Figure 1. Ribbon diagram of the chloramphenicol acetyltransferase trimer with chloramphenicol bound. (Annu. Rev. Biophys. Biophys. Chem. 1991)

Creative Biostructure has rich professional experience in high quality CoA-dependent acyltransferases production using detergent-free membrane protein expression system, we can perform all kinds of strategies for Mempro™ detergent-free protein production, including:

• Mempro™ CoA-Dependent Acyltransferases Production Using Nanodiscs

Nanodiscs can be stabilized in solution through the assist of amphipathic helical scaffold protein, and they are being used to study isolation, purification and solubilization of membrane proteins. Nanodiscs are membrane imitations with commanded lipid composition which are stable and extremely soluble. The nanodiscs consist of a few lipids and two copies of MSP, which is named after membrane scaffold protein (MSP).

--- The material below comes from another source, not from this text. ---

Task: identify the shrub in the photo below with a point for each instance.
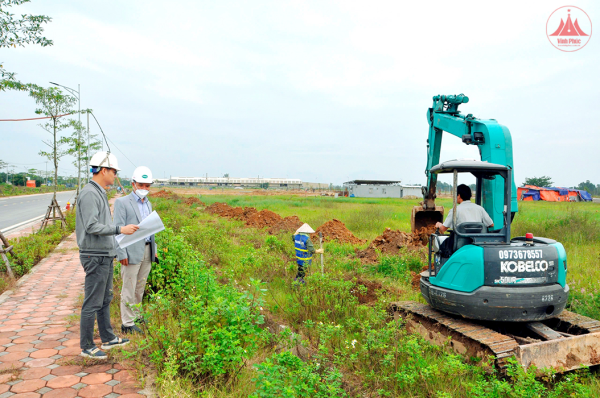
(211, 329)
(286, 376)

• Mempro™ CoA-Dependent Acyltransferases Production Using Amphipols

Amphipols (APols) meaning small amphipathic polymers which are enable to hold individual MPs water-soluble in their native state under the form of little hydrophilic complexes. Besides, amphipols can stabilize in aqueous solution with their inartificial nature state four well-authenticate integral membrane proteins.

• Mempro™ CoA-Dependent Acyltransferases Production Using Poly (styrene-co-maleic acid) Lipid Particles (SMALPs)

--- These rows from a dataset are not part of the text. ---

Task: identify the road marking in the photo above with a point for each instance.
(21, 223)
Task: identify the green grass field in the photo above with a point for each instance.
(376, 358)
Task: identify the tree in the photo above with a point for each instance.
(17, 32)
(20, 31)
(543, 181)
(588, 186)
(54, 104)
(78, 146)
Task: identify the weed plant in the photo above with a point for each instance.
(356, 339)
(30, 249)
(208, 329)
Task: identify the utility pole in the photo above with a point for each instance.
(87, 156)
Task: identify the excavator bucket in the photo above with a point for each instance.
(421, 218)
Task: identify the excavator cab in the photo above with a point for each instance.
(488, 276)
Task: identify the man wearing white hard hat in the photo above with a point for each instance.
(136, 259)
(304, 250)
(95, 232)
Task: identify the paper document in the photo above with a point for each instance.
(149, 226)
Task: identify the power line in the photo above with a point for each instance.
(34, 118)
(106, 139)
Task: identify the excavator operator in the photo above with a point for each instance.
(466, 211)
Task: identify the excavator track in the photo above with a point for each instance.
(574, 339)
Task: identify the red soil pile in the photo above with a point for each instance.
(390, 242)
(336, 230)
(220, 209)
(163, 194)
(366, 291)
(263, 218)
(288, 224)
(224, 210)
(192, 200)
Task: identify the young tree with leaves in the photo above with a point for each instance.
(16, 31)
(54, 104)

By using SMALPs, there is no need to collect proteins from membranes with possibly destabilising detergents, compared with nanodiscs, bicelles and amphipols, that is the most great advantage of this approach. It’s demonstrated that SMALPs may be a significant tool for the research of membrane protein structure and function.

These novel detergent-free approaches for CoA-dependent acyltransferases production can be obtained easily, and enabling more comprehensively structural and functional studies.

Creative Biostructure provides other various Mempro™ membrane protein production services. Please feel free to contact us for a detailed quote.

References:
Jamshad, M., Lin, Y.-P., Knowles, T. J., Parslow, R. A., Harris, C., Wheatley, M., . . . Overduin, M. (2011). Surfactant-free purification of membrane proteins with intact native membrane environment. Biochemical Society Transactions, 39(3), 813-818.
Rossmann, M., Schultz-Heienbrok, R., Behlke, J., Remmel, N., Alings, C., Sandhoff, K. Maier, (2008). Crystal structures of human saposins C and D: implications for lipid recognition and membrane interactions. Structure, 16(5), 809-817.
Ago, H., Kanaoka, Y., Irikura, D., Lam, B. K., Shimamura, T., Austen, K. F., & Miyano, M. (2007). Crystal structure of a human membrane protein involved in cysteinyl leukotriene biosynthesis. Nature, 448(7153), 609-612.
Gaczynska, M., Rock, K. L., Spies, T., & Goldberg, A. L. (1994). Peptidase activities of proteasomes are differentially regulated by the major histocompatibility complex-encoded genes for LMP2 and LMP7. Proceedings of the National Academy of Sciences, 91(20), 9213-9217.